В старом парусе много крохотных дыр. Их обнаружили — а может быть, проделали сами — мальчишки, которые приросли к шатру и с трепетным напряжением смотрят внутрь. Мальчишки — наружные зрители — не подпрыгивают от радости, не кричат — они застыди в самых неудобных позах, притаились, как снайперы в засаде: один глаз закрыт, другой прищурен. Растопыренные пятерни — на парусине.
Можно подойти к такому мальчишке, похлопать его по плечу, он даже не вздрогнет. Его душа там, внутри циркового шатра, а здесь снаружи только круглая голова, поднятые плечи, черные локти…
На краю арены, в лучах «юпитеров» появился одутловатый мужчина во фраке. Блестящие черные волосы, как сабельным ударом, рассечены пробором. Брови квадратные. Под двойным подбородком бантик — маленький пропеллер. Человек отвел назад руки, словно собирался подпрыгнуть или взлететь, и хорошо поставленным голосом объявил:
— Новый аттракцион Зинаиды Штерн. Пиратский фрегат «Блек Близ».
Слова вылетали из него упругими мячами.
Трубы подняли сверкающие воронки, и отрывистые звуки марша заполнили шатер цирка «Шапито».
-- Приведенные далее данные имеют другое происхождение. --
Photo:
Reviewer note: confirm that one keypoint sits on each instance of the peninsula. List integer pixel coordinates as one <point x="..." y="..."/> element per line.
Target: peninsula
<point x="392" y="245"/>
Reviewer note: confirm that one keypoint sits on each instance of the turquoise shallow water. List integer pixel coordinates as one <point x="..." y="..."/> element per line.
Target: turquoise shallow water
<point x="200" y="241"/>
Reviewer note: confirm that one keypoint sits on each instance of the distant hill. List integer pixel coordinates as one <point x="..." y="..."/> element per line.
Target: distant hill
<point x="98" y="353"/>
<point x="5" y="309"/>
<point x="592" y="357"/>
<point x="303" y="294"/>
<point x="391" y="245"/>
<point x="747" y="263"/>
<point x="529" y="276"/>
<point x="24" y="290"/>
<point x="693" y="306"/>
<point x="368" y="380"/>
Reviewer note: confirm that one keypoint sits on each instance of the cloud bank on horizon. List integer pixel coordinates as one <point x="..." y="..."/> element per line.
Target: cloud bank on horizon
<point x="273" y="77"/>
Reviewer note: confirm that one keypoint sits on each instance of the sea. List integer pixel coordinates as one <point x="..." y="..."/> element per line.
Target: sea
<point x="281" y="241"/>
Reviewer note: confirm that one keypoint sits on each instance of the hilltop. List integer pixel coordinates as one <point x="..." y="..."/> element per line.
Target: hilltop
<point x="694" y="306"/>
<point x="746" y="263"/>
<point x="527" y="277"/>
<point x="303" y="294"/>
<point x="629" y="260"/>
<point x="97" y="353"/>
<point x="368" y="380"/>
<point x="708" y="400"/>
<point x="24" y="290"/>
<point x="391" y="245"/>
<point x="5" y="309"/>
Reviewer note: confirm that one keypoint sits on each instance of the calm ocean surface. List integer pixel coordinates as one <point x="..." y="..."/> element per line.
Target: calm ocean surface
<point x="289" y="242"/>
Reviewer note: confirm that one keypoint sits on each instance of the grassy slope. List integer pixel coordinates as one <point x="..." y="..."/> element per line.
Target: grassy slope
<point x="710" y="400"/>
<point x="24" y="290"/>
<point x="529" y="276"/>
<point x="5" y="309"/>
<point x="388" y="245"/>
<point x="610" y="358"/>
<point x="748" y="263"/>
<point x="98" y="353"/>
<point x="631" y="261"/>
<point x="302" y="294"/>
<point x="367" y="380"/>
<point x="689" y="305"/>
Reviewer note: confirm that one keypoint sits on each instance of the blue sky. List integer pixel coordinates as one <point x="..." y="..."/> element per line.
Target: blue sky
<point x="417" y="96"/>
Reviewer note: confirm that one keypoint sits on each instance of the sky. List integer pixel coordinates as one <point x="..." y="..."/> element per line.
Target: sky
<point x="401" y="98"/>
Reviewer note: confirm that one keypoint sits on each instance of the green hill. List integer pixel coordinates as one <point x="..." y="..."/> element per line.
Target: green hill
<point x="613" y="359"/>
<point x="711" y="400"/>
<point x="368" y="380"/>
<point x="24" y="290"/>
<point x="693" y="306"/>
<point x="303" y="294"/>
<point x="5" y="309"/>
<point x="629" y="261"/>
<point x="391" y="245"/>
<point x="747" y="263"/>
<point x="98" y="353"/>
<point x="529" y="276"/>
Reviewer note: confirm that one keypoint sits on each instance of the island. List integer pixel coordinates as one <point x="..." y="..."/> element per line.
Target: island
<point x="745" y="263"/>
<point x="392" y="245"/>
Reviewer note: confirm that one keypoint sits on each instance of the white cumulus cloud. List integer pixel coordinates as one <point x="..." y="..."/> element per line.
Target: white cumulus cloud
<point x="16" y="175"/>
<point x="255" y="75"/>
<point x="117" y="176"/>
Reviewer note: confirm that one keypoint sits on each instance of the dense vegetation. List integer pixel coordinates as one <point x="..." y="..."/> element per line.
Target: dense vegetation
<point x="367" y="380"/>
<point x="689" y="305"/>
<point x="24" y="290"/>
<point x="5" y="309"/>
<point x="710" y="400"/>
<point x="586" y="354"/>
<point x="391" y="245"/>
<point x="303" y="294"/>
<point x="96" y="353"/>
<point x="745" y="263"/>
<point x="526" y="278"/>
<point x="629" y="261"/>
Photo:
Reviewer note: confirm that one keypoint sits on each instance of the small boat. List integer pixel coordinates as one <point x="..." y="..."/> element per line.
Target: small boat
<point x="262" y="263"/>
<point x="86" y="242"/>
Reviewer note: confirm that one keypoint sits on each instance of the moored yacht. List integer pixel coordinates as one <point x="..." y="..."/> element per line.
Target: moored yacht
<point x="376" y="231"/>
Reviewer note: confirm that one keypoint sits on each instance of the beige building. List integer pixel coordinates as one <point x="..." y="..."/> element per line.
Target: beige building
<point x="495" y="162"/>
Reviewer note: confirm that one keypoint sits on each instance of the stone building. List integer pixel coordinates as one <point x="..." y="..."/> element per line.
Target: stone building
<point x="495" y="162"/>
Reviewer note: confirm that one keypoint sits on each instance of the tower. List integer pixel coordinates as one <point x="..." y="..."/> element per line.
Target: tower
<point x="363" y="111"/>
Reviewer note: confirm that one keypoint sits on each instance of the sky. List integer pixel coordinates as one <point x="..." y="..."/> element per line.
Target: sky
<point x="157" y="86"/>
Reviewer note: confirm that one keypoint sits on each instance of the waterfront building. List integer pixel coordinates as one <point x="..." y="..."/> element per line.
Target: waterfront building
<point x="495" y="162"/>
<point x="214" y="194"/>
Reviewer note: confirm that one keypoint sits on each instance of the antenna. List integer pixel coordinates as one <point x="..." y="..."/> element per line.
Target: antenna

На арене появился фрегат с черными парусами. Фрегат плыл с собственными сатиновыми волнами, которые колыхались над опилками манежа. На палубе в полосатой тельняшке, в синих шароварах и малиновых ботфортах стоял маленький капитан. Из-за пояса у него торчали рукоятки пистолетов и кинжалов. Усы и феска придавали пиратскому капитану свирепость.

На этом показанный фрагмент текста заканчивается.